# Minutes left in chapter or book...



## MrKnucklehead (Mar 13, 2013)

every time I turn on Kindle Fire HD 6", the icon in the bottom left hand corner for minutes left in chapter or book is missing...

the location and page number appear but the above are missing...

I have to do a shut down to get them to appear...

is there a remedy for this other than shutting down device every time

this is only a problem on the Kindle Fire, it works fine on the other three Kindles I have (Basic, Paperwhite and Voyage)!!!


----------



## MrBill (Nov 25, 2012)

I have the same question!  Sometimes it's there and sometimes not.  I'd like "minutes left in chapter" to be there ALL the time!    BTW - this is with my new Fire HD 8.9 running OS 4.5.3.


----------



## MrKnucklehead (Mar 13, 2013)

this is the only negative I have on the Kindle Fire, I like to know how many minutes are left in the chapter...

of the four 6" Kindles I own, I use the Kindle Fire the most probably because of the text-to-voice option on audio books...

my wife sez I'm a Kindle-a-holic, she has said "who in their right mind would own four Kindles"!!!


----------



## cinisajoy (Mar 10, 2013)

Just 4?


----------



## Seamonkey (Dec 2, 2008)

Some books will never give you those numbers for minutes left in chapter but lately many of my books just go back and forth.. I will get minutes left in chapter and then later in the same book it refuses to display.  This has been fairly recent and in my case is on my Kindle Fire HDX 8".  Frustrating.


----------



## MrKnucklehead (Mar 13, 2013)

I stumbled across a remedy that seems to correct problem...

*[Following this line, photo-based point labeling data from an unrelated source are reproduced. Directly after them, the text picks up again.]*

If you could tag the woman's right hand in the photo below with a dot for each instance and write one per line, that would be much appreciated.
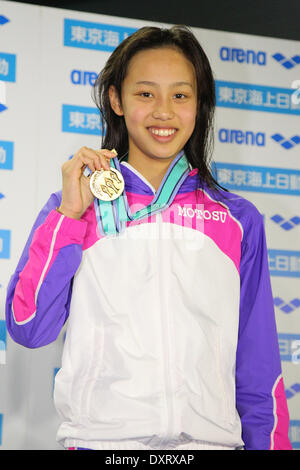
(76, 193)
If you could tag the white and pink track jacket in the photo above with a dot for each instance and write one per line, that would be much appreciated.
(171, 338)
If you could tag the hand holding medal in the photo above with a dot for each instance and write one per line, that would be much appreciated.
(76, 191)
(107, 185)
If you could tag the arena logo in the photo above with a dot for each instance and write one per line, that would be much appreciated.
(259, 139)
(288, 63)
(83, 77)
(257, 97)
(6, 155)
(287, 307)
(289, 347)
(248, 56)
(3, 339)
(5, 236)
(237, 136)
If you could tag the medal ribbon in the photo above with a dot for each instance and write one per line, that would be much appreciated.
(113, 215)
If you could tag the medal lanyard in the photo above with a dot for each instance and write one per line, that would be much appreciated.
(112, 215)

after you lift cover to enter book area, if you go back to home screen and tap book cover in carousel it seems likes minutes left in chapter/book are displayed...


----------



## Seamonkey (Dec 2, 2008)

Hmm on first try it did work!!  Excellent.  Well not so excellent for whoever introduced a bug, but whatever works.


----------



## MrBill (Nov 25, 2012)

MrKnucklehead said:


> I stumbled across a remedy that seems to correct problem...
> 
> after you lift cover to enter book area, if you go back to home screen and tap book cover in carousel it seems likes minutes left in chapter/book are displayed...


That only works about 1/3 of the time, depending on the book.


----------